The limitations of this study include its single institution, single surgeon, and unblinded nature. Other potential bias that may have occurred from the study include the Hawthorne effect since the protocol change was made outside of a controlled experiment. An overall cohort of 100 subjects may limit the power of the statistical analysis. Surgeon preference at this institution is to pursue upper pole access when safe to do so. As such, there were few observations for the middle and lower pole accesses (6 in the standard treatment protocol, and 3 in the LD).
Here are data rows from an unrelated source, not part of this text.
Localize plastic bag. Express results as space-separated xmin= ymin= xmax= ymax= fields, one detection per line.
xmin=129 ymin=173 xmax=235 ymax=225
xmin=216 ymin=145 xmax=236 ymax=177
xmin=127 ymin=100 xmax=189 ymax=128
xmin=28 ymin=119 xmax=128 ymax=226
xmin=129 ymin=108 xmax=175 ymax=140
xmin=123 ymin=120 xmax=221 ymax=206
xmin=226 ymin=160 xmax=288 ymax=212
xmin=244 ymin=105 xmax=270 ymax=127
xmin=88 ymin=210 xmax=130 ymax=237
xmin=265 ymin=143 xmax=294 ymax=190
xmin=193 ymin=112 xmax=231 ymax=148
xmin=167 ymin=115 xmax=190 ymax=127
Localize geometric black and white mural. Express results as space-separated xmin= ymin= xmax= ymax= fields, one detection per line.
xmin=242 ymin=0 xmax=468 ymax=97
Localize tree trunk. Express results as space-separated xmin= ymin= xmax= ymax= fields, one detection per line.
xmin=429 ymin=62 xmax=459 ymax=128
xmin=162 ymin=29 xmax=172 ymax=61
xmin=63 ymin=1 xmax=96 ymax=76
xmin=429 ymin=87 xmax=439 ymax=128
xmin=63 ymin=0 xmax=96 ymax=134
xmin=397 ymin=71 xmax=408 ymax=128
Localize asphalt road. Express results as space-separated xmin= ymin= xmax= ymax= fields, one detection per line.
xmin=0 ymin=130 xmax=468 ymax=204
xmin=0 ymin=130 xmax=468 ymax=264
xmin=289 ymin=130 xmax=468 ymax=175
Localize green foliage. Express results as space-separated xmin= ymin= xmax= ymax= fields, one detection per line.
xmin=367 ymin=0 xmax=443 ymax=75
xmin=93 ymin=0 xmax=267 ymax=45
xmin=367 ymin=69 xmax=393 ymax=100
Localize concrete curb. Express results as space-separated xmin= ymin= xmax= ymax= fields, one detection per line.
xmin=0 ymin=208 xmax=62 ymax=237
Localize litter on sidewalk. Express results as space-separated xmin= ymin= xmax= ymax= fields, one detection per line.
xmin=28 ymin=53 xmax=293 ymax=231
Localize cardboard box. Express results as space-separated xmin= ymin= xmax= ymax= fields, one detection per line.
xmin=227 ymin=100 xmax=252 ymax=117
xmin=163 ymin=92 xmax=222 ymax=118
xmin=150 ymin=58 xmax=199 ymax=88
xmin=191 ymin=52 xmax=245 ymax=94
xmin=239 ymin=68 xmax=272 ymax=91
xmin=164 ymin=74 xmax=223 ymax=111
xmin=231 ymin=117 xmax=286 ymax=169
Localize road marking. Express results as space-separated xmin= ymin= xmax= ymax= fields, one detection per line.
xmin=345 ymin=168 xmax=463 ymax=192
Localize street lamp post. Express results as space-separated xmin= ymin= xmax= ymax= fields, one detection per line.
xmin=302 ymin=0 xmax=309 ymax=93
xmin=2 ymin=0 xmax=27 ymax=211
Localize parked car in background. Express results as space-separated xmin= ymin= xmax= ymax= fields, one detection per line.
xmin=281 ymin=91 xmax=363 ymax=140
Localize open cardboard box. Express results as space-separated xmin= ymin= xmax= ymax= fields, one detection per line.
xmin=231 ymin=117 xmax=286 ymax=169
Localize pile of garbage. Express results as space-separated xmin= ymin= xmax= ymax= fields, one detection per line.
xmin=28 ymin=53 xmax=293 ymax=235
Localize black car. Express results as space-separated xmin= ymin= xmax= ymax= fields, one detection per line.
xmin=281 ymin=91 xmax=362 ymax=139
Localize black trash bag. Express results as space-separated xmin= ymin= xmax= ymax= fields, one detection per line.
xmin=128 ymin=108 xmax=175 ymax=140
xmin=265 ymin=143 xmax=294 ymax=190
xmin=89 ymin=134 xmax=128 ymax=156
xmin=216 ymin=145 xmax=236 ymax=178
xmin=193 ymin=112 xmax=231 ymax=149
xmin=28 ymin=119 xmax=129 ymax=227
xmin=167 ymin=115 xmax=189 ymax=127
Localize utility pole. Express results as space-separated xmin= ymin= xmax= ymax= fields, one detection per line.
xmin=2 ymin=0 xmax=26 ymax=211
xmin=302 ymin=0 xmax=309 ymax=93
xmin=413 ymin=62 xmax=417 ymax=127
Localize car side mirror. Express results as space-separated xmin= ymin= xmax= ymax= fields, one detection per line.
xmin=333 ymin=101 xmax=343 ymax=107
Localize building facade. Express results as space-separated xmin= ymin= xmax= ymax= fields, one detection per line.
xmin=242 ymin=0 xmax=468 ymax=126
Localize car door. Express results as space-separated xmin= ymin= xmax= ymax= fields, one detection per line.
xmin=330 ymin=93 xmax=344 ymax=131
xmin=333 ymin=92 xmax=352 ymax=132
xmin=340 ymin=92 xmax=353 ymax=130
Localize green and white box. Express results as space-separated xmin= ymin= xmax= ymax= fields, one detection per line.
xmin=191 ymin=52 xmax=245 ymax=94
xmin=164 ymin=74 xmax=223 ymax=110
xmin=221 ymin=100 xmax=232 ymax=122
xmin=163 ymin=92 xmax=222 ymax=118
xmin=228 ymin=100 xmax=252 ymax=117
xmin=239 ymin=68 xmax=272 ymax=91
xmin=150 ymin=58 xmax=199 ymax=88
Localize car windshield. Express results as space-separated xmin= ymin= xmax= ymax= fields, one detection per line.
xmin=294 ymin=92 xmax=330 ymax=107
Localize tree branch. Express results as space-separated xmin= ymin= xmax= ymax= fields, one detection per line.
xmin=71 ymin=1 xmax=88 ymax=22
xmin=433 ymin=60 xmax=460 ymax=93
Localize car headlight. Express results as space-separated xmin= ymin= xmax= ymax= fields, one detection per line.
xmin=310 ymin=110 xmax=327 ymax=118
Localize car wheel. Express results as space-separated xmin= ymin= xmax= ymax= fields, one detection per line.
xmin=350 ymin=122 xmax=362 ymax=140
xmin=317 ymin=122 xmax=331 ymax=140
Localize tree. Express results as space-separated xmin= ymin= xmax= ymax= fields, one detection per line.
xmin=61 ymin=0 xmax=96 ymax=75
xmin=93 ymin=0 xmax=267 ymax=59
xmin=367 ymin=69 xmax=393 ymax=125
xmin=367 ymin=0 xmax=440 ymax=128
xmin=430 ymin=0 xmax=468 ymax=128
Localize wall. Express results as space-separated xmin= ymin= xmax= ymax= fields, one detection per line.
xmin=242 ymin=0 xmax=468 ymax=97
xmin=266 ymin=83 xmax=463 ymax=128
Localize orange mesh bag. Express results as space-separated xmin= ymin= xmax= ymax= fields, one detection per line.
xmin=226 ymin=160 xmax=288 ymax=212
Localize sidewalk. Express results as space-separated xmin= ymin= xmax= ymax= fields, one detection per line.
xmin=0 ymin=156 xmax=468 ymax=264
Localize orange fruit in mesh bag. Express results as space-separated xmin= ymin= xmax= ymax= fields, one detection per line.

These data suggest the feasibility of low-dose radiation protocols reducing radiation without compromising clinical outcomes or requiring use of a separate imaging modality.
Future investigations should test this protocol in a prospective, randomized fashion to ensure consistency of results. Expanding the study design to include additional surgeons and multiple institutions would further corroborate the results. A more aggressive reduction of the frame rate to 2 PPS for most of the case would further reduce radiation exposure[10, 11]. In the experience of the surgeon, while 4 PPS is feasible for most straightforward needle punctures in experienced hands, there is an anecdotally higher risk of requiring more than one puncture (and therefore higher radiation exposure) when residents or fellows are being trained. Based on previous literature, comprehensive preoperative review of imaging and the use of end-expiration timed fluoroscopy in combination with the low-dose fluoroscopy protocol should yield great reductions in cumulative radiation exposure[12].